Chromium Notes: Perf work

Perf work

April 01, 2009

Two unrelated changes, right in a row:

r12782, a one-liner that rebases the DLL. Tests show 35% memory and 23% startup improvement.
r12817, a tiny patch that enables tcmalloc. Tests show a 13% perf improvement at the cost of 12% more memory.

I'm no expert on this but here are some basic attempts at explanation.

Note: This post has been significantly changed since posting after Dean told me how wrong it was before. :~(

A binary can locate data at any address because it controls its own virtual memory space. For shared libraries it's trickier: if your generated shared library code includes a reference to address X, then it's requiring that the shared library code is loaded covering address X in each process's virtual address space. If you have two shared libraries that both get compiled to use the same address, a process in theory wouldn't be able to use both.

You have two options to making the library code relocatable. One is -fPIC, which makes all addresses relative to an extra register, and then whenever you call into a given shared library you set that register to the base address the library ended up loaded. This is what people do on Linux. You burn a register, which is especially painful on x86; I heard WebKit's JS engine lost 12% in benchmarks after compiling with -fPIC. (This is the reason I hope distro packagers will not package V8 as a shared library that Chromium links against. We ought to write up notes on this stuff somewhere.)

The other option is to pick a number for the address your library is compiled against as its base, but also include a table of all the offsets to addresses used within your library code. At load time, if the base address you picked is already in use, the loader picks a free address and then rewrites all of your code to use the proper address. This is what is done on Windows. This approach very fast in the case where there's no conflict but if you need to rewrite it's not only slow, you also end up with non-sharable pages (since mmaping the library is copy-on-write, as soon as you fixup an address you've got a private copy).

So how do we pick the DLL base address? Google's engineering lifeblood is to be data-oriented: we picked an address (at random, as far as I can tell) and instrumented the browser to report back what address we ended up at (as always, only from users who have opted in to reporting aggregate statistics). Dean's one-liner change was to use the best address we saw. Apparently the address we had previously chosen was already in use on our build bots, because all the graphs spiked in a good way. The startup perf comes from not needing to rewrite the DLL, and the memory comes from having the code shared across all instances of our binary (browser and renderer processes, etc.).

(I imagine in a x86_64 world this struggle kinda goes away; you could imagine doing the Windows approach with a random base address chosen at compile-time and not getting any conflicts since the memory space is so huge.
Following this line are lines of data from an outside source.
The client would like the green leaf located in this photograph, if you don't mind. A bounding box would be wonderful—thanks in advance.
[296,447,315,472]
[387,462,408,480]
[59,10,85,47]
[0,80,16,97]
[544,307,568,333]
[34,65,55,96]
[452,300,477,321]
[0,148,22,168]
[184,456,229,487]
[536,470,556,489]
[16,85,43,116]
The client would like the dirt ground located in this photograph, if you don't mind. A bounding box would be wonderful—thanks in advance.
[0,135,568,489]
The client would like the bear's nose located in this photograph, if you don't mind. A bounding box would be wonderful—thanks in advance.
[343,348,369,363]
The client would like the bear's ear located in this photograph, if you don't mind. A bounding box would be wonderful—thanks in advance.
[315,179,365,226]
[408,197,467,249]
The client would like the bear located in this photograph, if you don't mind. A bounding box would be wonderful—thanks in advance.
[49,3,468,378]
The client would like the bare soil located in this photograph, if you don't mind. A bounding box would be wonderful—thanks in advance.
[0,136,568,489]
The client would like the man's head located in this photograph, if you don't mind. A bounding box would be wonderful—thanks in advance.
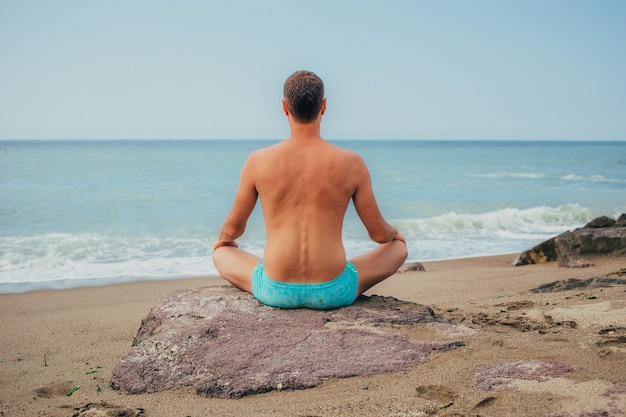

At the same time, you have extra registers so maybe -fPIC isn't so bad either.)

The tcmalloc change is simpler, somewhat: different memory allocators have different performance characteristics, so you'd expect changing them to have an effect. I think there's probably a lot of room for experimenting in this area, as Chromium tends to not have a lot of threads racing at the same time within a given process and it also tends to shut down renderer processes frequently, which means maybe an allocator that trades off worse threads and more fragmentation for better memory/perf characteristics would benefit us. But again, I don't know much about this stuff.